前巻の桓公と管仲による斉の最盛期の現出の続きだが、管仲の死をもって呆気なく瓦解。
桓公の遺骸が放置される始末。
宋襄の仁のアホな振る舞いやら、晋の驪姫の乱やら、重耳の何がそんなに凄いのか不明の2人目の覇王となることやら、百里奚を奪取して覇王となる秦の穆公と続いて、楚の荘王を持って、正直面白い諸侯は途絶える。
この辺は宮城谷さんの小説で読んだ内容が順序を統合してまとめてくれていて位置付けがあらためて理解できて面白かった。
晋が南北に分裂してたのはそういえば忘れてた。本家の方の歴史も知りたいなぁと思ったが史料残ってないのかな?

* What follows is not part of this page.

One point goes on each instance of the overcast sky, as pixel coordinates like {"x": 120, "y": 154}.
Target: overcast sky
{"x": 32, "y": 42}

今回きちんと読めて良かったのは伍子胥と范蠡の流れ。優秀な政治家たちだが、楚、呉、越と怨恨渦巻く関係の中、彗星のような存在だった。
どうして各国のトップたちは客観的に見れば絶対おかしいことを平気でやってしまうのか。権力の魔力なんだろうなぁ。
伍子胥、范蠡、子産、晏嬰あたりは自分の危険を冒してでも主の滅亡に繋がる愚行を諌めたんだと思うと頭が下がる。
とはいえ、この英傑のいる間しか効果のない無意味なものだが。

一方で晋は既に六卿に政治が委ねられ、全く事情の違う政治形態になってたのは面白い。
恐らく下巻では一部主役となる秦国は非常に目立たなかった。穆公の勇躍があっても殉死する文化があり次世代に能臣が引き継げず、毎回リセットがかかるパスワードのないファミコンや初代ゲームボーイソフトのような状況になってしまっていた。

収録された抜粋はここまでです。